L’héritage culturel a des implications profondes pour la biologie évolutionniste et ses recherches. Aussi l’ONU a-t-elle reconnu l’importance de ces dernières en matière de politique et de pratique de conservation.
Quelles sont et seront les conséquences de toutes ces découvertes sur la place que l’on donne à l’homme ? Doit-on le redéfinir précisément à partir des critères qu’il donne au mot culture ? Sans pousser à l’extrême, à savoir que l’animal est un humain en tout point, ce qui sèmerait la confusion, on peut cependant avancer, en observant différemment nos amis les animaux, qu’il est grand temps de modifier nos prismes de lecture car d’autres réalités sont possibles. Peut-être en redéfinissant tout simplement notre relation à partir du Vivant ?
Lexique
Culture : N.F. XIIème siècle. Ensemble des acquis littéraires, artistiques, artisanaux, techniques, scientifiques, des mœurs, des lois, des institutions, des coutumes, des traditions, des modes de pensée et de vie, des comportements et usages de toute nature, des rites, des mythes et des croyances qui constituent le patrimoine collectif et la personnalité d’un pays, d’un peuple ou d’un groupe de peuples, d’une nation.
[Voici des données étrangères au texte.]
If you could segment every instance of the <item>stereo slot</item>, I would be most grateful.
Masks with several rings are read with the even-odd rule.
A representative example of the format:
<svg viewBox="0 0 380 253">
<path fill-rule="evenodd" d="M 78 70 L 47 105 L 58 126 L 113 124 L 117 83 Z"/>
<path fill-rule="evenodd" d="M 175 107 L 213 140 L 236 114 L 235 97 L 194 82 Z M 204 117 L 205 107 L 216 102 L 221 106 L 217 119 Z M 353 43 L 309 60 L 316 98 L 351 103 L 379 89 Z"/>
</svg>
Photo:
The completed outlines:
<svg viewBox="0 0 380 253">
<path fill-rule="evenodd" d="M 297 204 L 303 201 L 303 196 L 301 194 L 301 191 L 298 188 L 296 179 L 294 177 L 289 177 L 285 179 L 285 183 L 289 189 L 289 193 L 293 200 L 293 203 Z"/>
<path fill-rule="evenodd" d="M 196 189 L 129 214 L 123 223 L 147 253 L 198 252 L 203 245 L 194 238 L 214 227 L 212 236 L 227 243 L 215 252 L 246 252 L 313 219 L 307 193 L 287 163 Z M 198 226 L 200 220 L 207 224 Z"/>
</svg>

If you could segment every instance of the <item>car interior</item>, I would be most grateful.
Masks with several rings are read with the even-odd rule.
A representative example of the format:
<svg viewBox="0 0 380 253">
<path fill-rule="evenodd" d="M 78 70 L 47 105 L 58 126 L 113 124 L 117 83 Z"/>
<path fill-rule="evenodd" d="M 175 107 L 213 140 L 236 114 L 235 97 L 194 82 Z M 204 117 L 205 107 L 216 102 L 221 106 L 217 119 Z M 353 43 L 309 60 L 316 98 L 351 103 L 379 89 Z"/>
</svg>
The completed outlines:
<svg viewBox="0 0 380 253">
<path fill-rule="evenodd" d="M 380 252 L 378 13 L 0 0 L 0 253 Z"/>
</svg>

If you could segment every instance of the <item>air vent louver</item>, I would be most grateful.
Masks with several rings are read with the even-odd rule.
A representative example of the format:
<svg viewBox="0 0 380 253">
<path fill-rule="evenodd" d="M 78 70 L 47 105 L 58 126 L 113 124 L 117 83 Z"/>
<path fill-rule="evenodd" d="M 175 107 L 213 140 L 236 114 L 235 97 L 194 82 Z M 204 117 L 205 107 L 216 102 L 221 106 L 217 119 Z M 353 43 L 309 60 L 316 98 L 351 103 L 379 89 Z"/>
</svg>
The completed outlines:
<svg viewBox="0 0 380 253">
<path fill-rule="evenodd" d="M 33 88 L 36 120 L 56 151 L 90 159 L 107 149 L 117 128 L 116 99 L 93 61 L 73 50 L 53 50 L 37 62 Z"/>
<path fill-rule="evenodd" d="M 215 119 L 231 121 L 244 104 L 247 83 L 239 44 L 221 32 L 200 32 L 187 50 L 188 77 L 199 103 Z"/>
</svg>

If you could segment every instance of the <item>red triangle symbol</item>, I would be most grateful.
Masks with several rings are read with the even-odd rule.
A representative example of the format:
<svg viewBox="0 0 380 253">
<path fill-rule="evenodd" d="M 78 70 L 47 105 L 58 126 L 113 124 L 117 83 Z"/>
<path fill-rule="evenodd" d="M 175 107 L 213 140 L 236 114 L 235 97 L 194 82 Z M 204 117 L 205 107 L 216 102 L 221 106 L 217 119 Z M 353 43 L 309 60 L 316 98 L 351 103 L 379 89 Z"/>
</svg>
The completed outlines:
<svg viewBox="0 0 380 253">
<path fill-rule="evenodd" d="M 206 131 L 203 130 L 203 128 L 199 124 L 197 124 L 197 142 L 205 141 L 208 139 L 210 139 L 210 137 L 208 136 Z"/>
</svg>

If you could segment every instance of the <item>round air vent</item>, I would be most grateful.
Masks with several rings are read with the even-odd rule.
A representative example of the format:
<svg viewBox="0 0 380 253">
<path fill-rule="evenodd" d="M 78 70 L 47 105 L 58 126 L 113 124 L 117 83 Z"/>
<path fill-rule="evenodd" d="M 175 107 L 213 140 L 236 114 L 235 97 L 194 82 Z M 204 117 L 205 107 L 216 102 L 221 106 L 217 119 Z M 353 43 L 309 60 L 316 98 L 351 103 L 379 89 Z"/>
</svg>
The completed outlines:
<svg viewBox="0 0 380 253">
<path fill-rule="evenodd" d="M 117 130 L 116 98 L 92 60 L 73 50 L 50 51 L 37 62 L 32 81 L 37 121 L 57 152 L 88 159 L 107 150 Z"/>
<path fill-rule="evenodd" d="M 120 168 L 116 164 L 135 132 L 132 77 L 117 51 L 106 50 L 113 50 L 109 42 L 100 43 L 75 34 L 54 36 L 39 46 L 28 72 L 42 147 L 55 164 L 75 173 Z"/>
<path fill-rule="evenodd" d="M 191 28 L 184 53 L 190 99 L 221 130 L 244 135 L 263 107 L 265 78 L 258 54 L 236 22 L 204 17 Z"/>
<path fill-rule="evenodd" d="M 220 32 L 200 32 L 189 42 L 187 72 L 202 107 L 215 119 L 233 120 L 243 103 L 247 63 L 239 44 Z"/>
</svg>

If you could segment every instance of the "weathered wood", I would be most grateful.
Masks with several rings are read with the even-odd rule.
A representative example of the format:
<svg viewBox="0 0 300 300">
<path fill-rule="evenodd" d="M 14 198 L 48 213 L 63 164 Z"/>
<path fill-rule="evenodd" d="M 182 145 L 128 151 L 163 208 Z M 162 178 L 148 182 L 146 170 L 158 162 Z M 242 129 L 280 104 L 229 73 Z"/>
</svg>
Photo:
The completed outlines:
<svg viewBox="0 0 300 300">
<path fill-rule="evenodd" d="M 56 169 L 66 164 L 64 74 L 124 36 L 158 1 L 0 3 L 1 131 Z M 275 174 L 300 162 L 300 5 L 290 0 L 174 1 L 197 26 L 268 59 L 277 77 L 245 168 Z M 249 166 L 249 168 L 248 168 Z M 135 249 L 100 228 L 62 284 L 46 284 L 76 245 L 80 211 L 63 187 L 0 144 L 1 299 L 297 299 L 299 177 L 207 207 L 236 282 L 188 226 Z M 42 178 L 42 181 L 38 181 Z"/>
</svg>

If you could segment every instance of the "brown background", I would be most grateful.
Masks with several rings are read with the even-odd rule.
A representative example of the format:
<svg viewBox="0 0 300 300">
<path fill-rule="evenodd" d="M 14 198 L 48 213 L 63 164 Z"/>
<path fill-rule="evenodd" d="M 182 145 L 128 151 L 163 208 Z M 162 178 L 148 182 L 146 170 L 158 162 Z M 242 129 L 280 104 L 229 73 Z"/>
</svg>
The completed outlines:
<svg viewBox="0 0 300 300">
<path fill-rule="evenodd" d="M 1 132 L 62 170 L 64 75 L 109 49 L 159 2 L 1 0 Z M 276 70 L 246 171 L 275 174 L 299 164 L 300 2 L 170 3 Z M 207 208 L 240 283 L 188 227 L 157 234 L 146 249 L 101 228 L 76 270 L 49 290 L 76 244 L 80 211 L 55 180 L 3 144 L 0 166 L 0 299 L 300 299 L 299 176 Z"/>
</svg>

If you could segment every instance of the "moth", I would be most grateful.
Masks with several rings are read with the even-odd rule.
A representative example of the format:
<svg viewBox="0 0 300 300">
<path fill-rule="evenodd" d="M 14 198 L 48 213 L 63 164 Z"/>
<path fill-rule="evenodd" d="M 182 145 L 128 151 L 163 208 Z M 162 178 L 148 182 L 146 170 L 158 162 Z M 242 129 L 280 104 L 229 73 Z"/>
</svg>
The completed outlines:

Homme : N.M siècle, Xème siècle. hom, om. Issu du latin hominem, accusatif de homo, « homme, être humain ». Être humain de l’un ou l’autre sexe. 1. Pour désigner l’espèce humaine en général. 2. Considéré comme présentant les qualités et les faiblesses inhérentes à la nature humaine
Animal : N.M. XIIème siècle. Être organisé présentant une sensibilité et une motilité générales ou locales souvent en rapport avec un système nerveux.